Hung Yu-Hsuan, Hsu Ming-Chuan, Chen Li-Tzong, Hung Wen-Chun, Pan Mei-Ren
National Institute of Cancer Research, National Health Research Institutes, Tainan 704, Taiwan.
Division of Hematology/Oncology, Department of Internal Medicine, National Cheng Kung University Hospital, Tainan 704, Taiwan.
J Clin Med. 2019 Jun 24;8(6):903. doi: 10.3390/jcm8060903.
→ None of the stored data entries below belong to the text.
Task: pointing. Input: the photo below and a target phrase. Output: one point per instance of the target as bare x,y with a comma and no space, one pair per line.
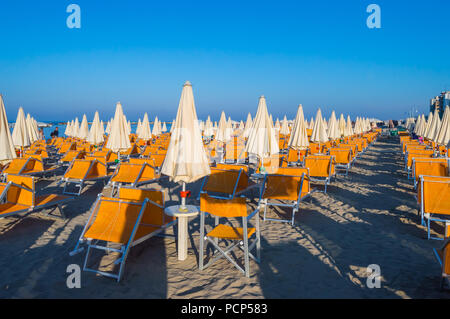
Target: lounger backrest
235,207
141,161
320,166
232,167
158,159
115,220
148,173
297,171
98,169
126,173
24,194
434,192
282,187
15,166
341,155
416,154
34,165
73,154
222,181
154,215
430,167
78,169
The incidence of pancreatic cancer has considerably increased in the past decade. Pancreatic cancer has the worst prognosis among the cancers of the digestive tract because the pancreas is located in the posterior abdominal cavity, and most patients do not show clinical symptoms for early detection. Approximately 55% of all patients are diagnosed with pancreatic cancer only after the tumors metastasize. Therefore, identifying useful biomarkers for early diagnosis and screening high-risk groups are important to improve pancreatic cancer therapy. Recent emerging evidence has suggested that genetic and epigenetic alterations play a crucial role in the molecular aspects of pancreatic tumorigenesis. Here, we summarize recent progress in our understanding of the epigenetic alterations in pancreatic cancer and propose potential synthetic lethal strategies to target these genetic defects to treat this deadly disease.
在过去十年中,胰腺癌的发病率显著上升。在消化道癌症中,胰腺癌的预后最差,因为胰腺位于腹腔后部,大多数患者在早期没有临床症状以供早期检测。所有患者中约55%仅在肿瘤转移后才被诊断出患有胰腺癌。因此,识别用于早期诊断的有用生物标志物并筛查高危人群对于改善胰腺癌治疗至关重要。最近新出现的证据表明,基因和表观遗传改变在胰腺肿瘤发生的分子方面起着关键作用。在此,我们总结了我们对胰腺癌表观遗传改变的最新认识进展,并提出了潜在的合成致死策略,以针对这些基因缺陷来治疗这种致命疾病。